Reflections in Glass

Crossing the threshold of Jim and Diane Kahan’s Malibu home is a little like stepping onto a boat. From the entryway landing, you face a wall of glass stretching across the entire back of the house and offering up the shifting Pacific with such immediacy you can practically feel the spray of the waves. 

While knockout homes with jaw-dropping views are plentiful in Malibu, the Kahan home takes “beach house” to a whole new level. Squeaky-clean lines, shimmering, abundant light, judicious use of color and art come together in a luminous, sophisticated design that accentuates the ocean’s presence in every room.

“We wanted the design to be simple so that nothing took away from the water,” said Diane. 

The project required an 18-month remodel of a four-year-old, 5,500-square-foot house the couple purchased eight years ago on one of their regular visits from their hometown of San Antonio, Texas. For four years, they enjoyed their ocean retreat on vacations. But when Jim retired, they knew they wanted to spend more time at the house and so decided to make it their own. 

Interior designer Jamie Bush of Jamie Bush & Co, Los Angeles, and architect Ron Goldman of Goldman, Firth & Rossi Architects, were instrumental in helping the Kahans reconfigure the original house: Walls were removed, windows opened up, chopped-up spaces and semi-dark rooms were replaced with a wide-open floor plan and gleaming white walls.
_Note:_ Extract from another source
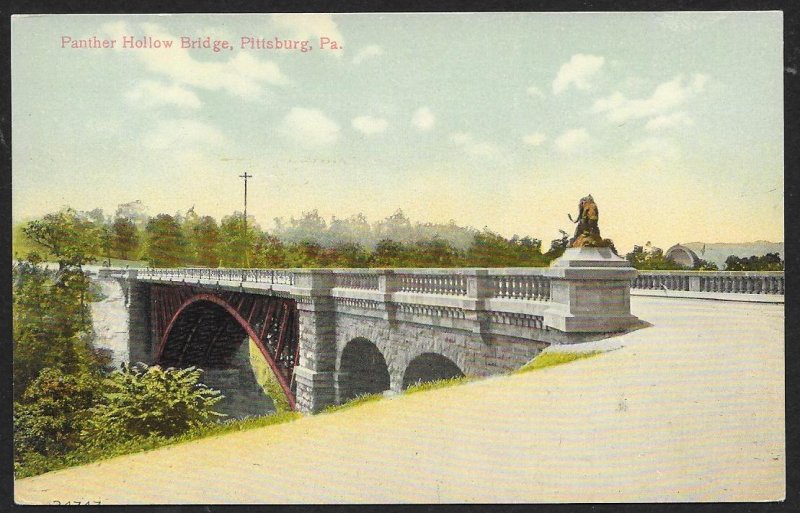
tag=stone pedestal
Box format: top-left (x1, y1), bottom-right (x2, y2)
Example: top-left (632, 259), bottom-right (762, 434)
top-left (544, 247), bottom-right (638, 333)
top-left (292, 269), bottom-right (336, 413)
Numerous pieces of art glass, which the Kahans collect, were selected to play off the ocean’s blue, green and turquoise hues. Paintings were chosen in this vein as well. Two by Carolyn Cole hang on either end of the downstairs living space — one green and one blue — and seem almost to speak to one another.

“It was a major remodel, a gut remodel, pretty much down to the studs and the reframing,” said Bush, who holds a master’s in architecture and practiced the craft for five years before turning full time to interior design. “I’m basically an overqualified interior decorator,” he joked. 

“He got the vision,” said Jim Kahan, “He got what [Diane] liked: white, neutral, ocean, glass.” It’s a look that, ironically, found it’s beginning in the white circular-striped glass bowl they purchased for the powder-room sink. Crisp, reflective and fun, it established a tone that extends throughout the house … even into the guest bathrooms, which have small, clear-glass tiling on the walls, but in each bathroom, they’re a different shape. “They have a reflective glistening quality, like the ocean,” said Bush. 

How to fill the giant volume of space rising from the entryway to the skylight above the circular stairwell was a nagging problem Diane struggled with. In Design Within Reach she happened upon playful white fiberglass lighting balls that appear woven. Ranging in sizes, each hangs at a different level. “They’re really like gossamer, they almost disappear, but at night, they cause these shadows,” Bush said.

From the time they started dating, the Kahans have been drawn to the water. Whenever they were on vacation, Jim would want a room with an ocean view, but Diane never wanted to splurge. Today, most mornings of their lives, they awaken to an ocean view better than any hotel could offer … their very own.